Langenkamp cited a viral meme posted to the U.S. Embassy Kyiv’s social media accounts as one such example of this innovative approach. Langenkamp said the meme, comparing early cultural development in Kyiv and Moscow, was a retort to Russian President Vladimir Putin’s claim, which Langenkamp paraphrased as “Ukraine has no history, no culture, no language of its own.”

During the award ceremony, Sonenshine moderated a panel conversation between Langenkamp, Allen and Bhaskar Chakravorti, dean of global business and professor of the practice, on public diplomacy in the digital age.

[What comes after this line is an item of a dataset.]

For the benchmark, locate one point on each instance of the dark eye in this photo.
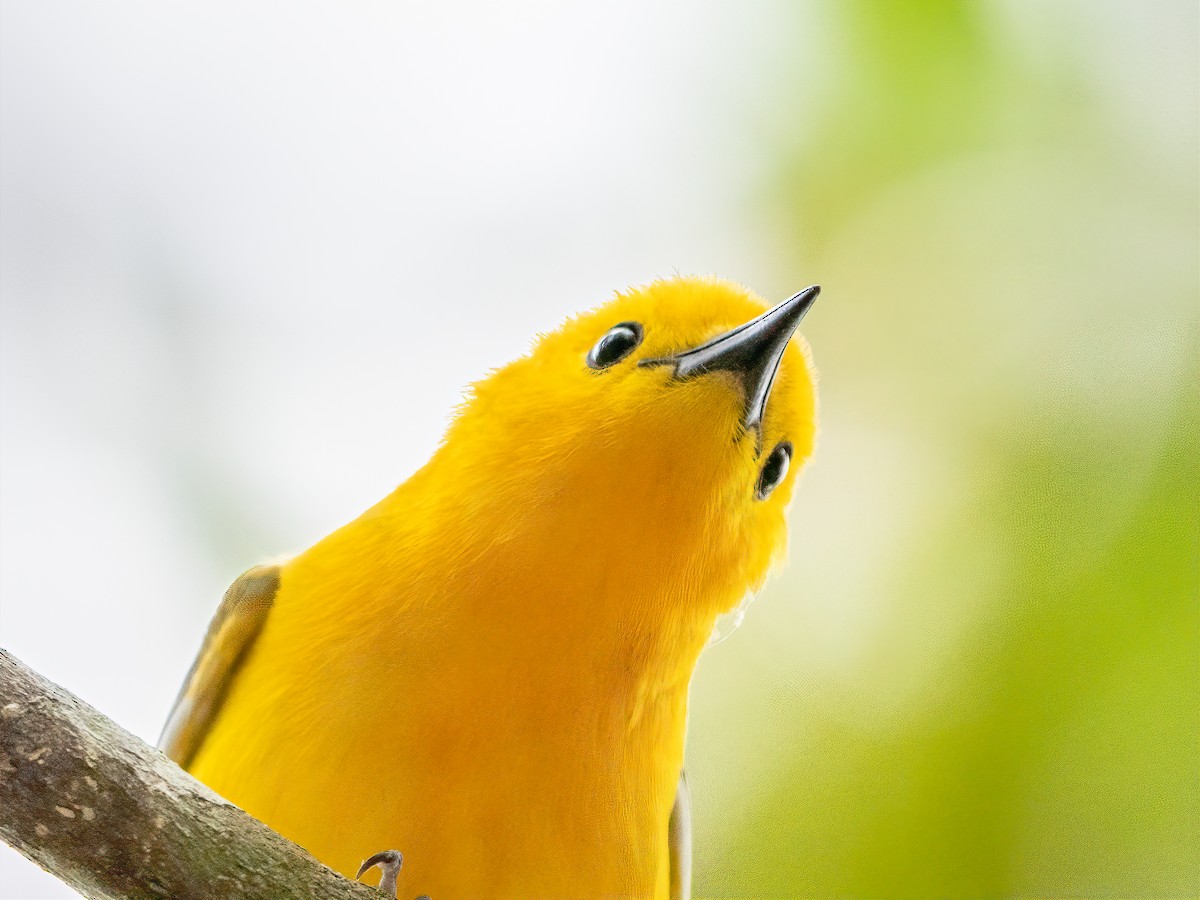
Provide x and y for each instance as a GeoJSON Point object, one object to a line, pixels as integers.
{"type": "Point", "coordinates": [621, 341]}
{"type": "Point", "coordinates": [773, 471]}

Much of the conversation focused on the State Department’s work in Ukraine at the time of Russia’s invasion of the country in February 2022.

Sonenshine asked panelists about the role of digital media in international affairs.

“What gives us, the U.S. government, a strategic advantage in social media is our credibility,” Allen said. “Keeping the social media accounts of the embassy online was so important because, amidst all the noise out there, we were a credible source of information in [the] country, not just for American citizens but for the Ukrainian civil society.”

Bhaskar praised the resiliency of Ukraine’s tech infrastructure for softening the blow on the country’s economy. The tech industry is the country’s third largest export, he said, and grew 25% by the end of 2022 — despite the war.

“We have the benefit of having truth on our side, particularly in Ukraine,” Langenkamp told the Daily. “Now is more important than ever for American officers all over the world to be talking about values that people believe in: democracy, transparency, merit, free markets. These concepts are under threat all over the world, and if we don’t talk about why they’re important, they will get trampled.”